Replies to a post-outbreak question in the biennial town survey indicated a number of older residents were on edge and looking for more information.
A suggestion to call residents wouldn’t work, since people are urged to only answer calls from numbers they know. Fraudulent calls are rampant, especially when it comes to older residents.
The answer came from the age of Benjamin Franklin: the U.S. mail.
With the Healthy Aging office providing the information, the town of Vail designed postcards containing a lot of facts, along with phone numbers and websites. The town paid to design, print and mail the cards to every registered voter in town who is 60 or older.
In addition to the mail, the town has also offered to use firefighters to pass out the cards during senior shopping hours at the town’s grocery stores.
To help maintain contact, the Healthy Aging office is working to pair volunteers with older residents for help ranging from buying food to a simple “how are you?” phone call.
That outreach is spreading beyond Vail. Rietmann said Vail has given permission for other towns and the county to use the postcards as a template.

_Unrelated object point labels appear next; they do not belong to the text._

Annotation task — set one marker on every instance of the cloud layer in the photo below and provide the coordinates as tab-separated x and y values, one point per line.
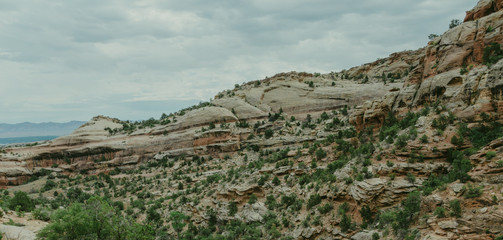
71	60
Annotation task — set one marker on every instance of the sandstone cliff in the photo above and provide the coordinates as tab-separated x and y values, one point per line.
368	136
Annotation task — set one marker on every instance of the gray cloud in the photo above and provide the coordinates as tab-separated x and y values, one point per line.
71	60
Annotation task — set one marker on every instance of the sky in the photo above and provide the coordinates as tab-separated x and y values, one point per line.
66	60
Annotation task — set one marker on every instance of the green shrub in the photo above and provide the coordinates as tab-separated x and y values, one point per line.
252	199
455	206
268	133
411	178
473	192
490	155
22	200
326	208
424	139
233	208
314	200
492	54
440	212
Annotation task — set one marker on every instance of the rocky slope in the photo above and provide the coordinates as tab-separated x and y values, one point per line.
302	153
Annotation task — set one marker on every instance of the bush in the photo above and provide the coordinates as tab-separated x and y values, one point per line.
94	220
440	212
314	200
22	200
455	208
490	155
268	133
473	192
233	208
253	199
411	178
492	54
424	139
320	154
325	208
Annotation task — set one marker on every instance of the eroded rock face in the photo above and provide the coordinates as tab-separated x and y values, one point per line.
404	81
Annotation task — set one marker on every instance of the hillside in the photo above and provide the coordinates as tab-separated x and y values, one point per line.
406	147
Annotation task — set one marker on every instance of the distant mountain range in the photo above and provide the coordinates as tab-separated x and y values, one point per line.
28	129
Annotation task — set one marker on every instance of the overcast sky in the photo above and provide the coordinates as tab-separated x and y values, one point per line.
66	60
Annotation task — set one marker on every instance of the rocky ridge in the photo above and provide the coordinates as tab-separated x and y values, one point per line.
285	116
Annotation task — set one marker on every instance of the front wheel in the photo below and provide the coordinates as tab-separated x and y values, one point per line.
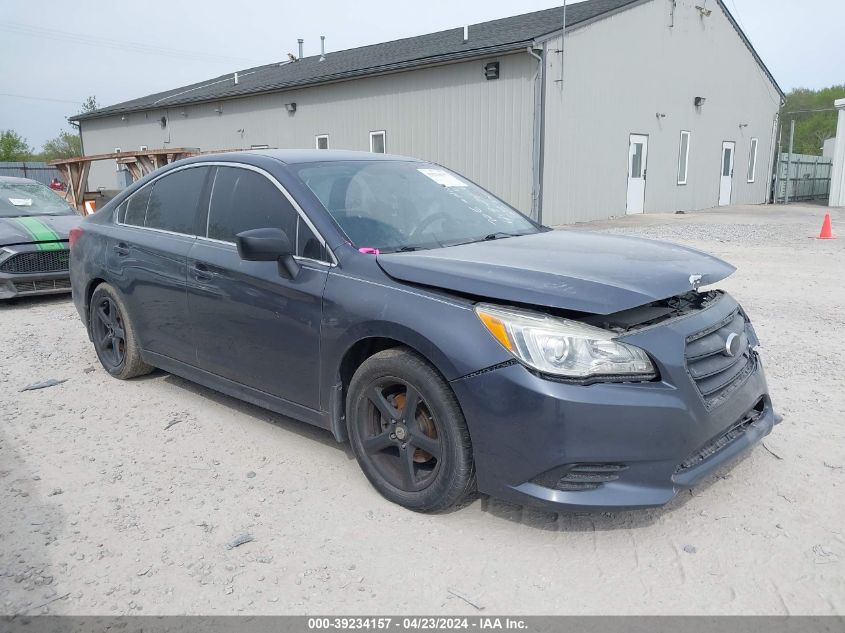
114	336
408	432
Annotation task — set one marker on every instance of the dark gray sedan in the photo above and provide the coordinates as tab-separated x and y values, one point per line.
34	228
458	345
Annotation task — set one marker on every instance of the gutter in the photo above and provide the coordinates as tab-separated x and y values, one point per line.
435	60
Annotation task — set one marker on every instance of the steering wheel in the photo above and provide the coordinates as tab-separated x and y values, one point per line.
424	223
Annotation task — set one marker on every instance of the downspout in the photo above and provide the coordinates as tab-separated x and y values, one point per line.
538	132
773	161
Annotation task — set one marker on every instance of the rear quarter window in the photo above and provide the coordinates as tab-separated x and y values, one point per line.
134	210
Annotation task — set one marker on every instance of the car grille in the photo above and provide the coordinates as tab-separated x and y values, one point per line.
43	285
578	477
36	262
716	373
726	438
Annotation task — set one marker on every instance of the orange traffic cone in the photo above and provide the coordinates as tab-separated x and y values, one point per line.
826	232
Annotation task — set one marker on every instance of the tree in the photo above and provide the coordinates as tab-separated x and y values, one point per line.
90	104
811	127
65	145
13	147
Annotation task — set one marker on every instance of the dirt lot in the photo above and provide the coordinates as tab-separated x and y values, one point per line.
120	497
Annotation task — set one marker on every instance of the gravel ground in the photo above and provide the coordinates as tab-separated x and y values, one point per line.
121	497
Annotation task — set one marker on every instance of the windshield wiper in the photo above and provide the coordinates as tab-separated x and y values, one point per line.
488	238
498	235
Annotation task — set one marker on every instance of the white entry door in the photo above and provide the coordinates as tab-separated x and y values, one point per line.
726	179
637	160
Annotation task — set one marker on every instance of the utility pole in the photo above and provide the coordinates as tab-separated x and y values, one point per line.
789	159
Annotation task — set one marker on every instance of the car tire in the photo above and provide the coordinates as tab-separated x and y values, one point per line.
419	459
114	335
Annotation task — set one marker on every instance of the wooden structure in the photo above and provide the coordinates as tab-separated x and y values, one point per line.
139	163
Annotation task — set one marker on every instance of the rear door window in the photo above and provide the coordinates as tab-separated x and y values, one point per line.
134	210
174	201
242	199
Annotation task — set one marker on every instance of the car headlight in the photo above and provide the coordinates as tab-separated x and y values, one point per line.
565	348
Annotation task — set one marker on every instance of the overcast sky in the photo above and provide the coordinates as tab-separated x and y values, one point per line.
53	54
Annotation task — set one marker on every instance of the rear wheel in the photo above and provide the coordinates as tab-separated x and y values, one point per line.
113	334
408	432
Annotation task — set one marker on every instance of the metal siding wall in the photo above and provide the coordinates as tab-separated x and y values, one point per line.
448	114
621	71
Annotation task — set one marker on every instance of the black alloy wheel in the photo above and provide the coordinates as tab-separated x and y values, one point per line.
408	432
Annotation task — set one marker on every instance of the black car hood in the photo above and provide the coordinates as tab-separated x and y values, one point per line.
14	232
572	270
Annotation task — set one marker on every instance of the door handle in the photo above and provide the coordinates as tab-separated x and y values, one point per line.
201	272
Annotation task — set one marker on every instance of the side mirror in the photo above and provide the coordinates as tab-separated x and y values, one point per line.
268	245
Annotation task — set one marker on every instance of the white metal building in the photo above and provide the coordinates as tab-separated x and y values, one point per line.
643	105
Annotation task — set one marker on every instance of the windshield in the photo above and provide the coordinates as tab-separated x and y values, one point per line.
392	205
30	198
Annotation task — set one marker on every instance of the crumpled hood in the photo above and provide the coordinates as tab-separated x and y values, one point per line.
571	270
36	228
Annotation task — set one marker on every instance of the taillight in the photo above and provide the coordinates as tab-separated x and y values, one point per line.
75	234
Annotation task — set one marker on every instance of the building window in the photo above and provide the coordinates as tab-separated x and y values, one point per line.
683	158
752	161
378	143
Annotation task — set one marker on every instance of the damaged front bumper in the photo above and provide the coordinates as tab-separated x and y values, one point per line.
633	445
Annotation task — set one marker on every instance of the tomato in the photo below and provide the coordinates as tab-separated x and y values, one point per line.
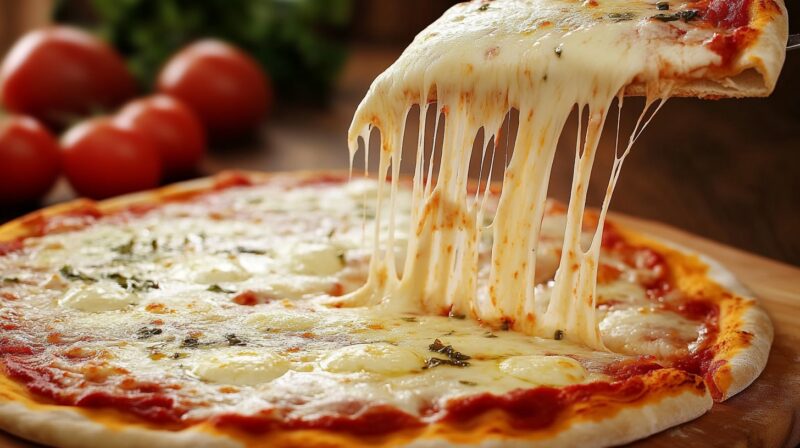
225	86
172	126
29	160
59	73
103	159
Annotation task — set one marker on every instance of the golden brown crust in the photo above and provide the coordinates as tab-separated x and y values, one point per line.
672	396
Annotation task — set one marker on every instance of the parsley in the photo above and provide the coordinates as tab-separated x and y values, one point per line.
219	289
125	249
439	347
245	250
621	16
234	340
436	362
190	342
147	332
68	273
133	283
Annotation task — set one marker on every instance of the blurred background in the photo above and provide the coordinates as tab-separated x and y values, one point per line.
728	170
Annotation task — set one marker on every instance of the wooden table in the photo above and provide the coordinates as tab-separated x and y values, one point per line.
728	170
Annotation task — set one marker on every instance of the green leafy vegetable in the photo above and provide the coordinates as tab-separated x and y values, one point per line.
300	43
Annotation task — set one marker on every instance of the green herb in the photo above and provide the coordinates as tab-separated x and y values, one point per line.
133	283
216	288
436	362
68	273
234	340
687	15
621	16
439	347
300	43
148	332
245	250
125	249
190	342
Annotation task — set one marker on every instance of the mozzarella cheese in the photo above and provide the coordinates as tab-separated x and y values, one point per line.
544	58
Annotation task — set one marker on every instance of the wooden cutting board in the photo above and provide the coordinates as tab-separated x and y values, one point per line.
767	414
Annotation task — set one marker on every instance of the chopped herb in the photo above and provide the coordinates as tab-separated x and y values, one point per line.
234	340
436	362
245	250
133	283
216	288
68	273
621	16
190	343
687	15
439	347
147	332
125	249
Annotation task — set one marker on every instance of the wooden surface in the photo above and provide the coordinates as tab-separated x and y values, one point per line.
767	414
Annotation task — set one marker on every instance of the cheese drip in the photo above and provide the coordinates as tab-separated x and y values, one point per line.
477	63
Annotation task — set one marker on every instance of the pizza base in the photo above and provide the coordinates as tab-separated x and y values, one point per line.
80	427
753	74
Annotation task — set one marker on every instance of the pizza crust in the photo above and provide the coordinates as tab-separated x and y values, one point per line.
71	427
754	72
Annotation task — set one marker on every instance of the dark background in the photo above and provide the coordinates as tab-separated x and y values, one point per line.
728	170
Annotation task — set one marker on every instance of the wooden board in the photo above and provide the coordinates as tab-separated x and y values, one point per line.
767	414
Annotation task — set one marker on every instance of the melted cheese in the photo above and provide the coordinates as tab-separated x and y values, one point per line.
545	59
291	349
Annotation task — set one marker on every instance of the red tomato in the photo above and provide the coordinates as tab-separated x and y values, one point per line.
225	86
172	126
29	160
102	159
57	74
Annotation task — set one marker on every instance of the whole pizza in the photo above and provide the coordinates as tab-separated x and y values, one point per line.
322	309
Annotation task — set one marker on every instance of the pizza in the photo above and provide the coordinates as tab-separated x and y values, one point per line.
326	309
204	314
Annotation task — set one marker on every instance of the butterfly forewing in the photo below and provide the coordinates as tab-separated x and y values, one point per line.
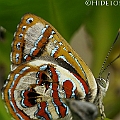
45	70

“We want to make sure people know we’re here to help,” Rietmann said.
Some of that help includes lunches. The Healthy Aging office is still providing lunches in Minturn and Eagle, but meals are now being delivered or picked up. Eagle County Schools has also expanded its weekday sack-lunch pickup program to include older residents.
In addition to food, the Healthy Aging office is also working to provide other resources to help people stay comfortable at home and is working to match volunteers with residents.
It isn’t just younger people who have reached out to volunteer to help.
“We’re seeing an amazing outreach of seniors to seniors,” Nolan said. “It’s really an amazing community.”